When is it good to buy bad?

While I believe in absolute luxury, we all have to come to terms with the obstacles of cost, time, and effort, and now environmental and ethical issues as well. Buying used is one of the best ways to overcome that.

I started buying used books purely for economic reasons. I loved to read, and dreamed of a library like the one in Beauty and the Beast. At 12-30$ each though, that could add up really quick. Used books could easily be bought for about 6$, and sometimes even as little as a few pennies. And the thrill of the hunt, when not simply scouring Amazon, was a lot of fun. I spent many sunny summer afternoons as a teenager locked away in one particular used bookstore downtown that had a whole wall of books on the paranormal. I treasure the books I bought there to this day, and they hold a lot of those memories for me. Old books can often fall into the category of affordable antiques, each one a little piece of history. I recently bought a bible from 1912 with all the names and addresses of the previous owners. One day I hope to read a book so old that the Ss look like Fs. That would be a real treat. It also helps that used books don’t signify that I haven’t read them yet, a testament to my terrible ADD. Plus new books are just so… crisp and modern. Blech.
It was only years later, when the Kindle came on the scene that I started paying more attention to the fact that all this paper consumption was a pretty destructive thing. Yet as much as I adore the Kindle, there’s just something to be said for shelves full of old books, a beautiful display of your little literary hopes and accomplishments (though after Mike gets one, I think I may just become a convert. The thing looks AWESOME). So what did I do? I kept buying used, of course. And now that I’m thinking more about the environmental consequences, AND saving for a house, I now make even more of a point of it. Even the newest publications can often be found used in as little as a few weeks. I’m having my cake and eating it too.
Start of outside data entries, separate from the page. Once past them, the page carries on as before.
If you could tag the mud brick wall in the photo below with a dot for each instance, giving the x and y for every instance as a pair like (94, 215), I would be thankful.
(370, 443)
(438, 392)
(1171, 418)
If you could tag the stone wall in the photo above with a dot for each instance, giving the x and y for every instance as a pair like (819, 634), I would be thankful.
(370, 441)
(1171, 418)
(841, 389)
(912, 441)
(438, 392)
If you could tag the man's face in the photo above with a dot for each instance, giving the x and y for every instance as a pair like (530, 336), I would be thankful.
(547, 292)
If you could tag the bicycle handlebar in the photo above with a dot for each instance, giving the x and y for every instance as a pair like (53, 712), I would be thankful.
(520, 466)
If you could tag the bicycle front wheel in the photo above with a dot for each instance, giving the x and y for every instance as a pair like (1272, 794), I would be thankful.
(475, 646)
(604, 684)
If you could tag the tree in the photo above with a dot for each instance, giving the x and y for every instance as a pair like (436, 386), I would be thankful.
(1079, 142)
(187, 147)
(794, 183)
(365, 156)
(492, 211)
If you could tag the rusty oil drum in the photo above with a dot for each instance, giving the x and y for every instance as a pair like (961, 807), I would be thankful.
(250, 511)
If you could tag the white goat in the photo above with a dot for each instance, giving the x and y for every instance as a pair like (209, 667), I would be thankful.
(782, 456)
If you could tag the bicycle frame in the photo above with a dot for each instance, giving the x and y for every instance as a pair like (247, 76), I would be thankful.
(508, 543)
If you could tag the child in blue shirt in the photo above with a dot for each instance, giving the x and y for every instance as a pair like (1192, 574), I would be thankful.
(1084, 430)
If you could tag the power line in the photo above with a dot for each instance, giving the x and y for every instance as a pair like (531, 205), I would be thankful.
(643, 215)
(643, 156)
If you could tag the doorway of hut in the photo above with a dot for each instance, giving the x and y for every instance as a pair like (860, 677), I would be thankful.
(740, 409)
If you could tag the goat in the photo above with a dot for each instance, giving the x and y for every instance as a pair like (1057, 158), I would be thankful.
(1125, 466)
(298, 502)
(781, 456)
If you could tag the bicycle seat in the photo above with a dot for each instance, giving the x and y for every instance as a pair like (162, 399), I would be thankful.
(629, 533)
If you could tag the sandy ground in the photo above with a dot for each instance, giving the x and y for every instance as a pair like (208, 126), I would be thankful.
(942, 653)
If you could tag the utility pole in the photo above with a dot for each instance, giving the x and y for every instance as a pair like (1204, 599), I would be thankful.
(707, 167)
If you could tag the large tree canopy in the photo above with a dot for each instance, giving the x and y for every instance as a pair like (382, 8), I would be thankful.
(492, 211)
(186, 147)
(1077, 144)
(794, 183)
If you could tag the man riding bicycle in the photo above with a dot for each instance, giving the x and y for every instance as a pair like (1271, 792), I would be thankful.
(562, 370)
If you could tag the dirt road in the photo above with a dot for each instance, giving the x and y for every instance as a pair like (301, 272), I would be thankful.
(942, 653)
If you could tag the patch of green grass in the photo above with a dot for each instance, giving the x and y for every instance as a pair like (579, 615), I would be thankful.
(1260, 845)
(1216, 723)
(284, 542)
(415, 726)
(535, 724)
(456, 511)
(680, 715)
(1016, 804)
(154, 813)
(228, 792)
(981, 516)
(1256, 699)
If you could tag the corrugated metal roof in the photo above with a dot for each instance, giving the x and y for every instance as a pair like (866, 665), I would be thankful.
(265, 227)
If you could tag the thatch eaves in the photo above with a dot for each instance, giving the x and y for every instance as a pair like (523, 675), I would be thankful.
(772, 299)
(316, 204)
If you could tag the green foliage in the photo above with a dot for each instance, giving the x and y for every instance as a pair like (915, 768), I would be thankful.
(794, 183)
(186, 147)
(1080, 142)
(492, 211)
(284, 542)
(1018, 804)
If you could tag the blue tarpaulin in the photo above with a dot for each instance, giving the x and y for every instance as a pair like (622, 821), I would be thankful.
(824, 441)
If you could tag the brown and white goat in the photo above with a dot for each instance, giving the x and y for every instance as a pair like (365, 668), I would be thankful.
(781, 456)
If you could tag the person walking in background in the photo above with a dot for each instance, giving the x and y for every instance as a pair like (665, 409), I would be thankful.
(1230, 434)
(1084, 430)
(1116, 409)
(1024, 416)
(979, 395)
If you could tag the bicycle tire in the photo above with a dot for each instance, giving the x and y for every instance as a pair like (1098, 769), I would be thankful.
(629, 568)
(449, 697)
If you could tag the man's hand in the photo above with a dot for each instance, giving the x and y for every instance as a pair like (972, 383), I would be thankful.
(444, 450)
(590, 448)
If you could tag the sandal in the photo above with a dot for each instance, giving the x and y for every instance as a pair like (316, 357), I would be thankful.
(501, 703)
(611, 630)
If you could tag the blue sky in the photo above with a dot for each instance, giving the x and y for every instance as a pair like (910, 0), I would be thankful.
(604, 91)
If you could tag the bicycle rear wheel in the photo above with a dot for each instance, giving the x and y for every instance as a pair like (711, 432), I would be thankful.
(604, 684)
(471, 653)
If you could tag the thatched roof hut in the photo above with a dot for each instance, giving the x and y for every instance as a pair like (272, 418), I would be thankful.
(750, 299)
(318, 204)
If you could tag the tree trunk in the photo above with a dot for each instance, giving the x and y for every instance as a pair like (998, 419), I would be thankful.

A few years after that I started reading a vintage lifestyle forum. One of the more interesting threads was about women who, while they would NEVER buy real, new fur, had no qualms about buying and wearing vintage fur. While I can still see there being a moral dilemma here, it’s worth at least considering. You’re not supporting an industry that harms and promotes the harm of animals, you’re recycling, and you’re at least giving the poor thing a good home as opposed to unceremoniously tossing it in the trash. These are not people who disrespect animals. In fact they’re wearing the vintage fur because it’s already out there, so it may as well go to use for someone who really appreciates it. This is an ongoing debate, but it makes perfect sense to me, even while I find most fur to be somewhat hard to pull off without looking like a tacky Cruella Deville. I do consider that a fur hat and wrap in the winter could be extremely nice. Leather comes into play here as well.

So go ahead and indulge in the things you want. Just remember to be creative while doing it, and give a good home to those “bad” things that others may now be avoiding more than ever. Reducing, reusing, and recycling means more wonderful things for all of us to enjoy.